Retailers’ total advertising spending is expected to increase by a “low single-digit” percentage this holiday season, according to a new forecast from data analytics firm Kantar Media. That would mark a change from a year ago when holiday season ad spending fell nearly 6%—to $3.70 billion from $3.9 billion—from Nov. 1-Dec. 31 compared with the previous year.
Retailers’ shift to digital advertising and away from more expensive TV and print ads is one reason behind last year’s slowdown, says Jon Swallen, Kantar Media Intelligence North America’s chief research officer. Last year, 25% of retailers’ marketing spending was allocated to digital ads during the holidays, and Kantar expects that share to rise this year while TV advertising is flat or down slightly.
The pivot away from TV stems from consumers’ growing use of streaming services and digital video recorders that allow them to avoid watching ads.
“Advertisers haven’t lost faith in TV advertising,” Swallen says. “But TV isn’t delivering the audiences it once did.

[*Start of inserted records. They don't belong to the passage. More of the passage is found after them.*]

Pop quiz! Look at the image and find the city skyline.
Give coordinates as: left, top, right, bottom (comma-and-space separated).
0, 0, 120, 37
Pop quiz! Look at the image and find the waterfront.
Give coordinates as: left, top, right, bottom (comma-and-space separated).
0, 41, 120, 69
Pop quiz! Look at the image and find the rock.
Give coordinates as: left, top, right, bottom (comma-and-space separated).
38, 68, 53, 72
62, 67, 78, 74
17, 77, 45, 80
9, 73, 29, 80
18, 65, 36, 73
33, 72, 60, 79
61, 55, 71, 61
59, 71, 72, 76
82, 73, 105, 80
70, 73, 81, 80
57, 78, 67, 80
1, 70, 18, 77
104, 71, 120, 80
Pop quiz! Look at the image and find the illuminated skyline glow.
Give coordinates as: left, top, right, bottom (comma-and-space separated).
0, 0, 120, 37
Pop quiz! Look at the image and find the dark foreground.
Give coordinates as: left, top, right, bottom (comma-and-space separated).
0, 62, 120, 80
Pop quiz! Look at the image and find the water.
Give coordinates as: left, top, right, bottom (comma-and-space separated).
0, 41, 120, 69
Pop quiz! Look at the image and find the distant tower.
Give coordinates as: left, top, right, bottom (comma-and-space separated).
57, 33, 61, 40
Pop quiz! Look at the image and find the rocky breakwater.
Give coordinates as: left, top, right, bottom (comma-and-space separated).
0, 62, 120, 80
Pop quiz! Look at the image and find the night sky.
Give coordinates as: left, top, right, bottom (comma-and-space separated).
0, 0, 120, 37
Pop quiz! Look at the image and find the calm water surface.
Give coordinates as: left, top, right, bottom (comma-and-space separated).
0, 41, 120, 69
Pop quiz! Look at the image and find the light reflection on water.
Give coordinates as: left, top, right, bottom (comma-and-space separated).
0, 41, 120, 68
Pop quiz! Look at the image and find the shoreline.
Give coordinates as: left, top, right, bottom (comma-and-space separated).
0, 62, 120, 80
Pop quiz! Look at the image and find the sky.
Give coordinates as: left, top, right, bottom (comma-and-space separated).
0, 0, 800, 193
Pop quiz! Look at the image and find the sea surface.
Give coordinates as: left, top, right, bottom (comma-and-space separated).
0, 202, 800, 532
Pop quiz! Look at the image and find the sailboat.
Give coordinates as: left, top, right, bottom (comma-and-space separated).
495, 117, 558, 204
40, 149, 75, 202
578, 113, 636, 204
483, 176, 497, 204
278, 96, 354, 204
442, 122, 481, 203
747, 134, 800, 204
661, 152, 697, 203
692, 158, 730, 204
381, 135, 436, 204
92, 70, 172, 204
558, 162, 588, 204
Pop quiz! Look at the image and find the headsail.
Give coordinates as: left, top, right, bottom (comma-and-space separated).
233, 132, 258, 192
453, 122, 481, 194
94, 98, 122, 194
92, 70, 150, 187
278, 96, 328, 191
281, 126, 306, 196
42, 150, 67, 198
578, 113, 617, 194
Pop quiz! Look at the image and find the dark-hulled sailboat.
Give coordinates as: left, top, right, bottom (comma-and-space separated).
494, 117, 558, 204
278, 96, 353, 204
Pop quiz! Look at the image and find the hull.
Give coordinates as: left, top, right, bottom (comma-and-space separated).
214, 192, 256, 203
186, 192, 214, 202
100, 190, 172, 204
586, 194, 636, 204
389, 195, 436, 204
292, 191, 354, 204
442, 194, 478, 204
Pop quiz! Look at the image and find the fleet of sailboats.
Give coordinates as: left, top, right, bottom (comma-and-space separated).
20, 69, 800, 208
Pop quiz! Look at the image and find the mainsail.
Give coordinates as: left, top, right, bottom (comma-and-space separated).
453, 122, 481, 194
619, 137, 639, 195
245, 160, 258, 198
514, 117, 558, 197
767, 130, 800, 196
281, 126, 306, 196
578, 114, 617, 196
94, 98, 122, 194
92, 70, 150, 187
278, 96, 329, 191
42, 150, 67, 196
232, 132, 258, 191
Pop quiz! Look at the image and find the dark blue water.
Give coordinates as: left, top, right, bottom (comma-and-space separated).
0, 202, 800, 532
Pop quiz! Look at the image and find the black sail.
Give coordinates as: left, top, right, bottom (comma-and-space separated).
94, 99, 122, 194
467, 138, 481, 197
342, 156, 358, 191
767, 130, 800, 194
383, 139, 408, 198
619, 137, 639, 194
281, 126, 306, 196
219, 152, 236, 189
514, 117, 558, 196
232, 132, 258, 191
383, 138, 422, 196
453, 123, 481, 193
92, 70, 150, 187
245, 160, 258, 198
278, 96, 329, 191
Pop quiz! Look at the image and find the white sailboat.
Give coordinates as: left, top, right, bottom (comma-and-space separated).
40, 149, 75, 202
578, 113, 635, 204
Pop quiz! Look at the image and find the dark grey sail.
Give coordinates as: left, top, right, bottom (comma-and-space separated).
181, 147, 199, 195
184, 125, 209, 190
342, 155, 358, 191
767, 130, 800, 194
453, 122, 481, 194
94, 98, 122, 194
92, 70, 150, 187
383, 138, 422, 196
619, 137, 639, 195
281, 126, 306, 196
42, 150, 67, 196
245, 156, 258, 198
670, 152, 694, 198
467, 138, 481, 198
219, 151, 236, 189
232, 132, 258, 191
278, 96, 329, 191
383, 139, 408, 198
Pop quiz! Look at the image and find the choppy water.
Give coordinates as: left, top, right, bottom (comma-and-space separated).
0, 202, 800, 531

As TV’s audience shrinks, retailers are reallocating their budgets.”
Retailers that shift from TV to digital ads likely will change their messaging approach, as the channels have different uses; TV ads are typically used for brand building while digital ads are far more transactional, with a clear direct-response element, he says.
With only 26 days between Thanksgiving and Christmas Day, retailers will likely struggle to stand out amid the “competitive clutter,” particularly later in the season as they seek to hit or exceed their sales targets, Swallen says.
“Retailers aren’t going to spend less on ads this year, but they’ll have less time to spread their dollars out,” he says. “That may lead more retailers to use discounts and promotions to try to attract attention. That could make for a difficult market for retailers to navigate.”
Google ad spending
One likely beneficiary of that competitive environment is Google, as Kantar expects retailers to increase their spending on paid search ads.